Y claro, de un tiempo a esta parte cada vez tengo más prisas. Y no lo digo yo, es vox populi. Especifico un poco: opto por piezas breves de digestión lenta por encima de la verborrea ruidosa planteada como un contenedor se sucesiones. Recuerdo alguna conversación donde se alababa el arrojo de los seriales británicos por apostar sobre la idea por encima de las audiencias. Encontrarse propuestas inglesas como Psychoville, Life on Mars o Utopia, temporadas de seis capítulos como The Misfits o pequeñas píldoras concentradas como Black Mirror sanean mi tiempo libre bastante mejor que los eternos giros churriguerescos en veintiseis episodios y temporadas que se eternizan porque la estrella de turno cae bien al respetable. Y esto lo digo reconociendo que, entre mis canciones favoritas, ninguna anda por debajo de los 10 minutos. Al consumidor medio cada día se le acumulan más necesarios, imprescindibles, obras maestras, testigos de su era, y discernir entre tanta oferta pasa ya no tanto por ser selectivo sino ser concreto.

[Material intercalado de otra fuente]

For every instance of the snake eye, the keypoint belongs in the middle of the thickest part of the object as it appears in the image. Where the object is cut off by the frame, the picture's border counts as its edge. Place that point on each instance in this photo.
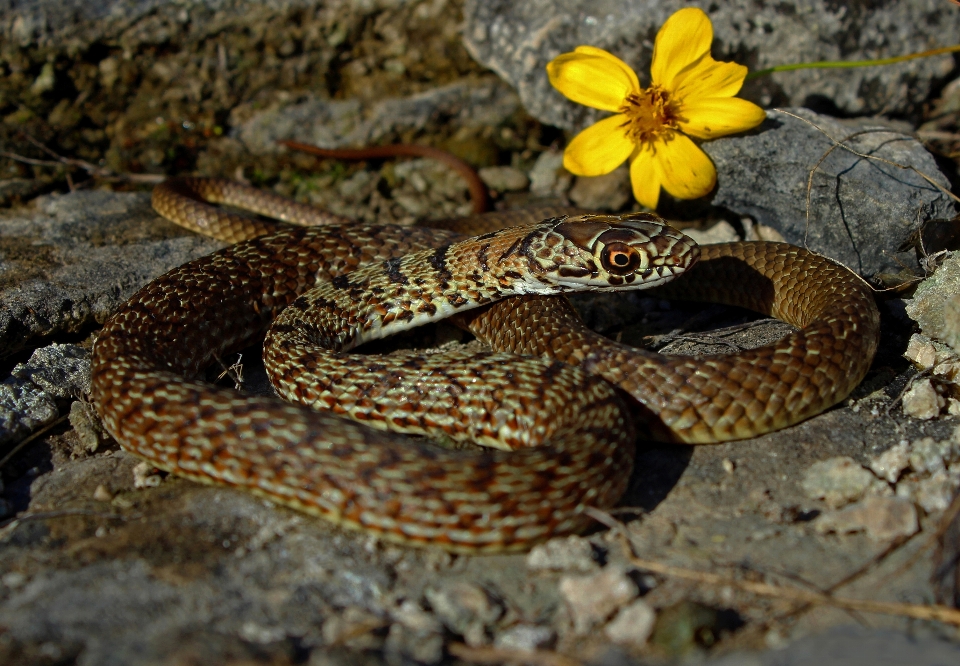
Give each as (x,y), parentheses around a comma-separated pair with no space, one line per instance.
(619,258)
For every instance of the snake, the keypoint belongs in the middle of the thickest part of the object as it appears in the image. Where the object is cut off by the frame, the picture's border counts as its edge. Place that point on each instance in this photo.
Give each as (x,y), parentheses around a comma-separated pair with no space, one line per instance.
(564,400)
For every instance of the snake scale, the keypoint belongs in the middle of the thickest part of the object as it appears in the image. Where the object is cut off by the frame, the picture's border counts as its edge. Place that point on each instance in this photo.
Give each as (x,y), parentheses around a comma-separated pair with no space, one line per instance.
(571,431)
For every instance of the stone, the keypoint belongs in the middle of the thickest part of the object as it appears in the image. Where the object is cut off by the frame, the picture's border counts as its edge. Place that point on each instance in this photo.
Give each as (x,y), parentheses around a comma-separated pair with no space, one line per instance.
(609,192)
(633,624)
(881,518)
(504,178)
(921,400)
(466,609)
(526,637)
(62,371)
(933,304)
(517,40)
(836,481)
(351,123)
(890,464)
(572,553)
(592,599)
(80,255)
(860,210)
(23,408)
(548,177)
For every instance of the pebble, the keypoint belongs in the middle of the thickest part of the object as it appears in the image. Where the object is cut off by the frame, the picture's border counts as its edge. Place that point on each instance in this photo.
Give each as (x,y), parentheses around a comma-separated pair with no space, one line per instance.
(609,192)
(592,599)
(466,609)
(548,177)
(890,464)
(526,637)
(504,178)
(921,401)
(633,624)
(881,518)
(572,553)
(837,481)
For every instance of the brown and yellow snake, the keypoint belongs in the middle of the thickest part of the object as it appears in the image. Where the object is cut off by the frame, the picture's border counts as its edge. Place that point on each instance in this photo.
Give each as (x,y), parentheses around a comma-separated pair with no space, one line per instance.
(572,432)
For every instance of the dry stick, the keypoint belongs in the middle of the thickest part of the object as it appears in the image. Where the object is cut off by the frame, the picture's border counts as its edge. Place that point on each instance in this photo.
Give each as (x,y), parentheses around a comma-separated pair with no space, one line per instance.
(840,144)
(916,611)
(493,655)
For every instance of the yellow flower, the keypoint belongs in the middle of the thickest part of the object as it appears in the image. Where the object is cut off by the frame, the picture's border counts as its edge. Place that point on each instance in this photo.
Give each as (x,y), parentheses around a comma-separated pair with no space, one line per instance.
(690,94)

La tendencia a dilatar un producto por el simple hecho de poder hacerlo es quizá la forma más contaminante de crear, aunque la tesis publicitaria diga que aquello más esperado por la audiencia debe ser subsanado empacho mediante. Recordemos a ese profesor de literatura cansino que se obstinaba en recortar(nos) adverbios, —terminados en mente—, verbos compuestos, voces pasivas y todo aquello que ensuciara una exposición clara. Aquí, desde luego, habría que debatir sobre qué es bueno, eludir los experimentos que fundamentan su mensaje en estas apoyaturas y señalar que no hay nada mejor que el debate pausado y sosegado, sorteando por rutina esa usurpación precipitada que tanto abunda, que reduce a iconos, tags o gifs cualquier posible exposición madurada.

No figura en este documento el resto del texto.